According to the LA Times, Paul Hoffman -- deputy assistant secretary for fish, wildlife and parks -- is looking to rewrite the mission of the national parks. J.T. Reynolds, superintendent of Death Valley National Park said, "They are changing the whole nature of who we are and what we have been. I hope the public understands that this is a threat to their heritage. It threatens the past, the present and the future. It's painful to see this."

Hoffman wants to upgrade grazing and mining to "park purposes," allow cellphone towers and low-flying airplanes within national parks, and allow snowmobiles on all paved roads in every park. In addition, he wants to take away the park managers' abilities to use laws such as the Clean Water Act and the Clean Air Act to protect the parks from development. Finally, he wants to deemphasize dark skies and quiet even though they are conditions needed by wildlife.

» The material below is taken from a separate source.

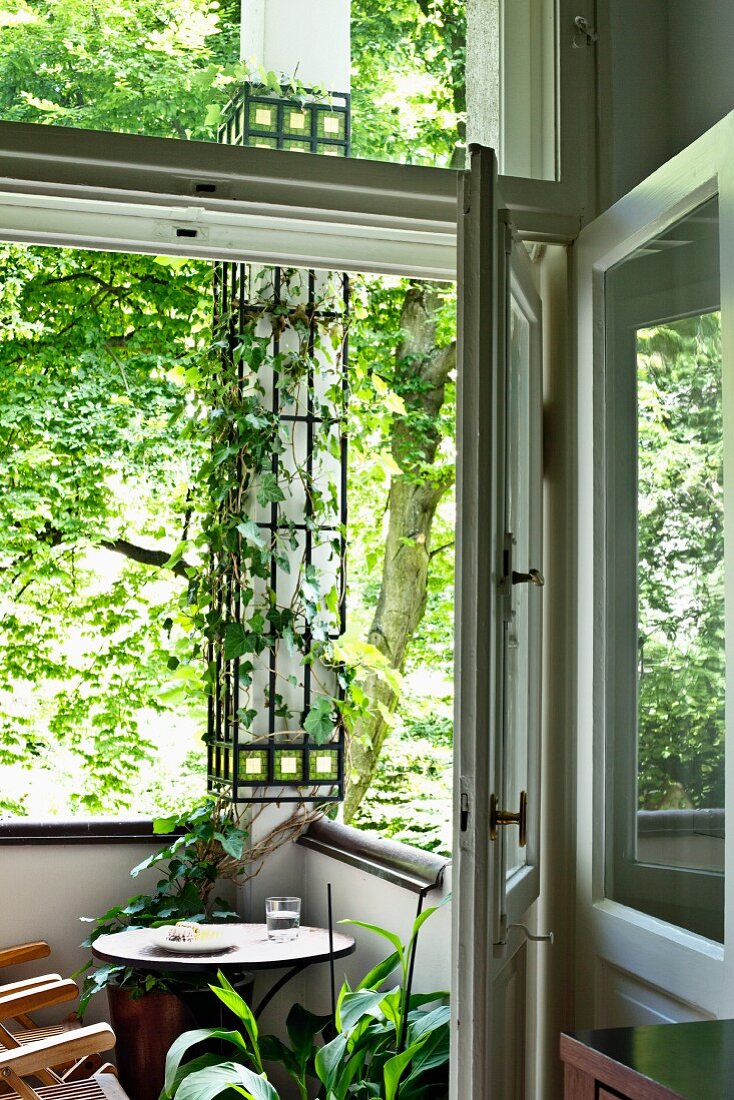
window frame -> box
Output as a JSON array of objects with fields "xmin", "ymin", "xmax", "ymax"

Hoffman came to the Park Service after serving as director of the Chamber of Commerce in Cody, Wyo. Before that he had served as Wyoming state director for then-U.S. Rep. Dick Cheney from 1985 to 1989.

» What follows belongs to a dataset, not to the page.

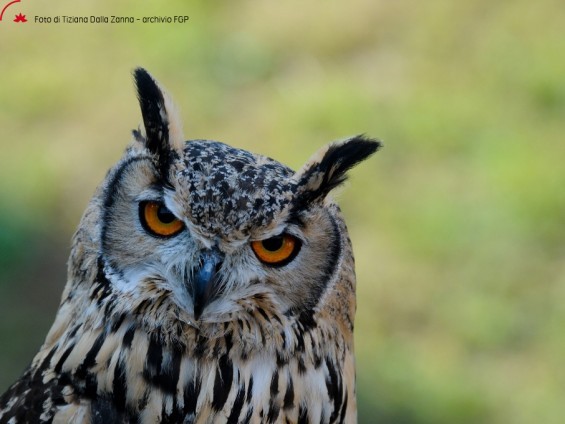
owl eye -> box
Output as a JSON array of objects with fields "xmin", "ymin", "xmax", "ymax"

By the way, this is the same guy who overruled the park superintendent at the Grand Canyon National Park and made the staff leave up religious plaques on display at the South Rim and also made them sell a book that said creationism created the canyon.

In reaction, a group of 400 retired Park Service employees scheduled a news conference to announce a campaign to block the changes from taking effect. Also, the seven regional directors who saw Hoffman's recommendations sent a "searing memo" to Park Service Director Fran Mainella "criticizing the revisions."

I guess it was only a matter of time before the Bush Administration tried to weaken the mission of the parks. I'm sure Cheney and crew see them as just another collection of lands that are waiting to be exploited by industry.